My recent post, Sunday Poetry: "Postscript," of Seamus Heaney's poem included the much-beloved photograph shot by Toni Frissell. A friend told me it was also the cover of the 1963 album by Bill Evans and Jim Hall called Undercurent. And here it is.


 

Well, that set me adrift and I found the photo was also the album cover for the 1988 Tears in Rain by This Ascension.





And for Osvaldo Golijov's Oceana.





And for The Beauvilles Whispering Sin.





But wait. The image was also colorized and used as a cover for the Kindle version of the novel Tethered by Amy MacKinnon.
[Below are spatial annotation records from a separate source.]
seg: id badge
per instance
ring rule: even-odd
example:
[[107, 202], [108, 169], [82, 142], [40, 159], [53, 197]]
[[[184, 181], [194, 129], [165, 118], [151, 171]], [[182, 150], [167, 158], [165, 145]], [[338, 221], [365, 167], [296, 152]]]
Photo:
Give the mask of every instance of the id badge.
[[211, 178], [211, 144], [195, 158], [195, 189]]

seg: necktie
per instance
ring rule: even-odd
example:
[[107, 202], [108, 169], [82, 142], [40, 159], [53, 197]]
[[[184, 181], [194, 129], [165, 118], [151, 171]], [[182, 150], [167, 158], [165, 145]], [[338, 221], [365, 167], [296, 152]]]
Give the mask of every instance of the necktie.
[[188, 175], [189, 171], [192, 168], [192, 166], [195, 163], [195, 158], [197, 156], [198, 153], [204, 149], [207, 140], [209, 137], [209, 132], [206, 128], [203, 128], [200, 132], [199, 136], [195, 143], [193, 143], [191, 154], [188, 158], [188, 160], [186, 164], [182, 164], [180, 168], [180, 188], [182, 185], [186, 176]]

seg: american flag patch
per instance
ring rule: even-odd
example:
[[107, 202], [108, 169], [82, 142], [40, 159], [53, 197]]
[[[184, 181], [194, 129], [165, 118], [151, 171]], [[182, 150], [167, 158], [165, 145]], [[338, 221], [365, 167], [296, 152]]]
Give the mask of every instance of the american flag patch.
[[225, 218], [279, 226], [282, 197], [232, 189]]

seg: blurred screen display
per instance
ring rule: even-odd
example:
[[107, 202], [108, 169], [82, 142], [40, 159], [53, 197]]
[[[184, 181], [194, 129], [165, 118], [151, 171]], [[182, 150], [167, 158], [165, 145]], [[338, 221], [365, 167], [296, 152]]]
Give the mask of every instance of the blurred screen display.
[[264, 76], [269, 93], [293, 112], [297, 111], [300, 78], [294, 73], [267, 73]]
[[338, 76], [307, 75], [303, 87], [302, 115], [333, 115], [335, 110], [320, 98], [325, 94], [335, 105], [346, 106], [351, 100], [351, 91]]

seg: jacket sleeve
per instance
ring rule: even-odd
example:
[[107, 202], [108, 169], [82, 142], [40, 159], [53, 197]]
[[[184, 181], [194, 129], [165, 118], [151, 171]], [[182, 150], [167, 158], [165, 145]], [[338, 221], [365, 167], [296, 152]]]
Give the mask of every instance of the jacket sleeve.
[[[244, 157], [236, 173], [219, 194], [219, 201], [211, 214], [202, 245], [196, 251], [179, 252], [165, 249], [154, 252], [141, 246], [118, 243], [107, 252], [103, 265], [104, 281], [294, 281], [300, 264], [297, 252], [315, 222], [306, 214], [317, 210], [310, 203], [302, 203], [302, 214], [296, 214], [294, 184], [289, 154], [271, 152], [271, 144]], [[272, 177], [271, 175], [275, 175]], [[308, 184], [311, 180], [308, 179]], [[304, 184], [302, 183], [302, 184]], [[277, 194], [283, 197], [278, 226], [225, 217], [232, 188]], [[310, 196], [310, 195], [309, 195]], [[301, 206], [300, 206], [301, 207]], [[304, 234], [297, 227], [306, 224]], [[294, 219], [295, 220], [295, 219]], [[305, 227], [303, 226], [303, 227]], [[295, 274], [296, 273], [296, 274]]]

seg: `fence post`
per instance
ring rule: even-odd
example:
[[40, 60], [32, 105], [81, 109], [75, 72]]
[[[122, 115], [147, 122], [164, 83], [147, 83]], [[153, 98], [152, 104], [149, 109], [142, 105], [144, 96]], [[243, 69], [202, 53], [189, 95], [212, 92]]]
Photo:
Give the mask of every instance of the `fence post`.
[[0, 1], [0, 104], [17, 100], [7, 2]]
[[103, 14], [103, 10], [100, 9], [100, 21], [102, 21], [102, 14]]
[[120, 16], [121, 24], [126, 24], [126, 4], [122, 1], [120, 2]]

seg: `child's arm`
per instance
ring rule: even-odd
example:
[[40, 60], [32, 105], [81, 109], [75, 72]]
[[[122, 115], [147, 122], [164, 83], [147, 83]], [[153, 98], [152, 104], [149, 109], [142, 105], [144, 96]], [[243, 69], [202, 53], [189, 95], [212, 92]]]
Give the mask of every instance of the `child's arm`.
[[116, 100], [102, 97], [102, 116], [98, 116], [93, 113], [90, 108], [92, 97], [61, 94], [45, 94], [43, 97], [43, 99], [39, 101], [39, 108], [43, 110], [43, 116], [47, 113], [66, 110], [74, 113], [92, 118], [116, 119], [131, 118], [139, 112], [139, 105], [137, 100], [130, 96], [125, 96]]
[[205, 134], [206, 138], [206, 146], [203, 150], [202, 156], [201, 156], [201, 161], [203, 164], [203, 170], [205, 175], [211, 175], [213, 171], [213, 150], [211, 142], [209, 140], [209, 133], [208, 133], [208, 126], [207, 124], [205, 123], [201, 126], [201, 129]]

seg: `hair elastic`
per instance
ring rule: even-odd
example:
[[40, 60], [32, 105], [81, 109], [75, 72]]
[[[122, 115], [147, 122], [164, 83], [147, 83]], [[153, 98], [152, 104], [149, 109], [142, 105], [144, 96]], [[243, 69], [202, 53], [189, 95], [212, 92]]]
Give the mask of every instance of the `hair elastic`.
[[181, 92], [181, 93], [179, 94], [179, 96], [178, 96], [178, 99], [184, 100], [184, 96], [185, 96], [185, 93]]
I imagine one of the reasons this photograph is so popular (aside from it being gorgeous) is that it's in the public domain. So that got me started on Toni Frissell (1907-1988), whose portfolio was bequeathed to the Library of Congress upon her death. Here are a few of my favorites:











Frissell obviously liked to shoot around and even underwater. Wikipedia says she was a fashion photographer before WWII, the  official photographer of the Women's Army Corps during WWII, and the first woman on the staff of Sports Illustrated in 1953.

Her much-used image of the woman afloat just under the surface is called Weeki Wachee Springs, Florida. And there's where it was shot in 1947, the first year the springs opened as a tourist attraction, complete with underwater performances by "mermaids." The place became one of those legendary roadside attractions of mid-20th-century America. Here's one of Weeki Wachee's 1950s mermaids.
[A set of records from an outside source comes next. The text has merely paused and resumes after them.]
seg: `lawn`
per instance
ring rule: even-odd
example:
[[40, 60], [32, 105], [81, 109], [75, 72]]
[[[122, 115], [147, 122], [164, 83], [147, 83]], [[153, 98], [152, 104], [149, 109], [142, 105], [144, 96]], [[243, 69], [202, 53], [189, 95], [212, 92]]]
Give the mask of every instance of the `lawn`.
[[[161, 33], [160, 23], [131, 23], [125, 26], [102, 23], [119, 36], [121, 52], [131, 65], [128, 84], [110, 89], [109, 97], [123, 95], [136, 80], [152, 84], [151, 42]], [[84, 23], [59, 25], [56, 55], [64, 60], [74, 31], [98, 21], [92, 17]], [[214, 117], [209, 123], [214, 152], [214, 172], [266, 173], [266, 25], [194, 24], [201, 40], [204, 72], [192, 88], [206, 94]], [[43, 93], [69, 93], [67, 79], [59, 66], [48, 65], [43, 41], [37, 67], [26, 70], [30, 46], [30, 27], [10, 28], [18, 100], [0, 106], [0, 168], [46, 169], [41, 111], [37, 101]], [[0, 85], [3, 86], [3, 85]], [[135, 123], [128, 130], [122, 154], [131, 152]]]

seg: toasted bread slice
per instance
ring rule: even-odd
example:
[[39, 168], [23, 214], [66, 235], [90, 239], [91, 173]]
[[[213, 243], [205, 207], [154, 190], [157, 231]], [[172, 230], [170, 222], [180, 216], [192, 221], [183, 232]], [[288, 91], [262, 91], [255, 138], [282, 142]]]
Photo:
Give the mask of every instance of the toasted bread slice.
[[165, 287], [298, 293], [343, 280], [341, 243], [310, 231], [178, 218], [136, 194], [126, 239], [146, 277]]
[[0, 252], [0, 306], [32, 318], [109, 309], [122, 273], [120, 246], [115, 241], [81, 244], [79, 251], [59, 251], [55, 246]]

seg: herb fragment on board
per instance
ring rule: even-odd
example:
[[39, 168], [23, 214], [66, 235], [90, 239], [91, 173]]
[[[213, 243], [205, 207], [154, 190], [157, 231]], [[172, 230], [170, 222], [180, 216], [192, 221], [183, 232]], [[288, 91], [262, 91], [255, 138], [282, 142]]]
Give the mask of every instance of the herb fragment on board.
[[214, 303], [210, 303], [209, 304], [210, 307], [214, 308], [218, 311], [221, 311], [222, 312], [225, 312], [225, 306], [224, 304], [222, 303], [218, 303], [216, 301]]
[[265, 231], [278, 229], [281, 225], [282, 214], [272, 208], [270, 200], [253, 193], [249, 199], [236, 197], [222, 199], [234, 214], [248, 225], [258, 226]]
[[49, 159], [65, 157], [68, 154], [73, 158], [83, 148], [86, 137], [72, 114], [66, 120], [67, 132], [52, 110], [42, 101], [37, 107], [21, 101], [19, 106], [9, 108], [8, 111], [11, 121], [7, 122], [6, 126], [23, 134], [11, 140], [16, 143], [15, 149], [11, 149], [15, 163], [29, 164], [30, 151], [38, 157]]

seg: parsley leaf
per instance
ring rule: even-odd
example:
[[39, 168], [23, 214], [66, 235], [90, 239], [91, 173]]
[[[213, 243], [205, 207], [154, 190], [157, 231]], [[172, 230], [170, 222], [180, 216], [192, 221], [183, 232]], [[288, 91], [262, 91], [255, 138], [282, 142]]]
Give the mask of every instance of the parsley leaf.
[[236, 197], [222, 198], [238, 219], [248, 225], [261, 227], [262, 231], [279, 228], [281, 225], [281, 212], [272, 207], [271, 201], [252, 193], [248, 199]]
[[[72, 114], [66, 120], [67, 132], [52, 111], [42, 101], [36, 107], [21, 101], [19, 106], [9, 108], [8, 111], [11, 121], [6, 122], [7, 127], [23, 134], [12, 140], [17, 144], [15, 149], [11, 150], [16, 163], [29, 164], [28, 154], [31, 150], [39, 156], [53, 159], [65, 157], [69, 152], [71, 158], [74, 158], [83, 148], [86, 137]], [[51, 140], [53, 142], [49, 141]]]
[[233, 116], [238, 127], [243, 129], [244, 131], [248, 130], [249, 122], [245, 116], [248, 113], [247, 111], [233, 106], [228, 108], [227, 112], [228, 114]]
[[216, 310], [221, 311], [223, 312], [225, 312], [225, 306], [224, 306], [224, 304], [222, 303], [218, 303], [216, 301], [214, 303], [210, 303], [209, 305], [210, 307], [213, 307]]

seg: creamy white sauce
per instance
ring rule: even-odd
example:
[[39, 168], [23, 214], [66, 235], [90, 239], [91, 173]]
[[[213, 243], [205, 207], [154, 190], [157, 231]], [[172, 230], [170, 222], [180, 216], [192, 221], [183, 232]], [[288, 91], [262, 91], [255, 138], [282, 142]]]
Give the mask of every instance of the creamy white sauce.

It turns out that the British band Supergrass shot a music video at Weeki Wachee Springs in 2005, which conveys a history of the place in and around the band playing to the mermaids (and proves that Hans Christian Andersen had it wrong and mermaids, though lovely underwater, can't sing).
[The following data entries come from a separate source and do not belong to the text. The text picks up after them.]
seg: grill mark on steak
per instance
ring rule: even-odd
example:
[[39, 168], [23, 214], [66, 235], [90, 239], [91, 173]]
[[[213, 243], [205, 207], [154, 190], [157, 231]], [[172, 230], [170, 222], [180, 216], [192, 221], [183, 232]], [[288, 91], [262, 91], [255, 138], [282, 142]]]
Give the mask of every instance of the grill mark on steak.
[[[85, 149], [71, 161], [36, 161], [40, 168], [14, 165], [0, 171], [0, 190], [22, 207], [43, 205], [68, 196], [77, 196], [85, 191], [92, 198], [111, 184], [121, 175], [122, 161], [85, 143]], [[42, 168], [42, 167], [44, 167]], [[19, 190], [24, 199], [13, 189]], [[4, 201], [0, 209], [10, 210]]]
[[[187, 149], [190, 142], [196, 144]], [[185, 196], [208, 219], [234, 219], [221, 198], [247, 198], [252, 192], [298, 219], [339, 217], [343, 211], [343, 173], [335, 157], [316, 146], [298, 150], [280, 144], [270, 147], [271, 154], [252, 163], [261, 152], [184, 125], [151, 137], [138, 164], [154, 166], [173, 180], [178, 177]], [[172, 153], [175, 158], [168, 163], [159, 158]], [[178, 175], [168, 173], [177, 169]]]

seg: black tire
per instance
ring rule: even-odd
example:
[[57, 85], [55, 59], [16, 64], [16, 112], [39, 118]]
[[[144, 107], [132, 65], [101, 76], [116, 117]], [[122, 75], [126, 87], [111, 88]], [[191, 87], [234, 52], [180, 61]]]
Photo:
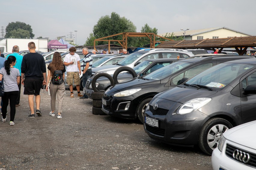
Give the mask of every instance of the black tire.
[[95, 107], [101, 108], [102, 107], [102, 100], [93, 100], [93, 106]]
[[150, 98], [144, 99], [139, 103], [137, 107], [137, 111], [136, 112], [137, 118], [142, 123], [144, 121], [145, 109], [148, 105], [148, 103], [151, 101], [152, 98]]
[[[204, 125], [199, 135], [198, 145], [200, 149], [206, 154], [212, 155], [223, 133], [232, 128], [231, 124], [223, 119], [215, 118], [208, 120]], [[214, 129], [215, 132], [216, 130], [218, 131], [218, 133], [212, 130]]]
[[115, 84], [115, 82], [114, 81], [114, 79], [113, 79], [113, 78], [112, 77], [112, 76], [108, 73], [101, 73], [97, 74], [94, 76], [94, 77], [93, 77], [93, 81], [92, 81], [92, 87], [93, 88], [93, 91], [96, 92], [102, 92], [97, 89], [96, 86], [96, 85], [95, 84], [95, 83], [97, 81], [97, 79], [100, 77], [105, 77], [108, 79], [108, 80], [109, 80], [109, 81], [110, 81], [110, 86], [111, 86]]
[[92, 92], [91, 96], [93, 100], [101, 100], [102, 96], [103, 96], [103, 92]]
[[118, 75], [121, 72], [124, 71], [128, 72], [131, 73], [133, 78], [137, 77], [137, 74], [133, 69], [127, 66], [123, 66], [117, 69], [113, 75], [113, 78], [115, 81], [115, 84], [118, 83], [117, 78]]
[[107, 114], [105, 113], [101, 110], [101, 107], [93, 107], [93, 115], [106, 115]]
The Mermaid (1911) by Edmund Dulac captures the vulnerability of a beached water being... something most of us can probably relate to.



"... The little mermaid swallowed the bitter, fiery draught, and it was as if a two-edged sword struck through her frail body. She swooned away, and lay there as if she were dead. When the sun rose over the sea she awoke and felt a flash of pain, but directly in front of her stood the handsome young Prince, gazing at her with his coal-black eyes. Lowering her gaze, she saw that her fish tail was gone, and that she had the loveliest pair of white legs any young maid could hope to have. But she was naked, so she clothed herself in her own long hair."
-Hans Christian Andersen
The Little Mermaid
Translated by Jean Hersholt

Which brings me back to one of my favorite painters, the Pre-Raphaelite, John William Waterhouse, and his A Mermaid (1901).

























This mermaid was clever enough to keep both her tail and her tongue.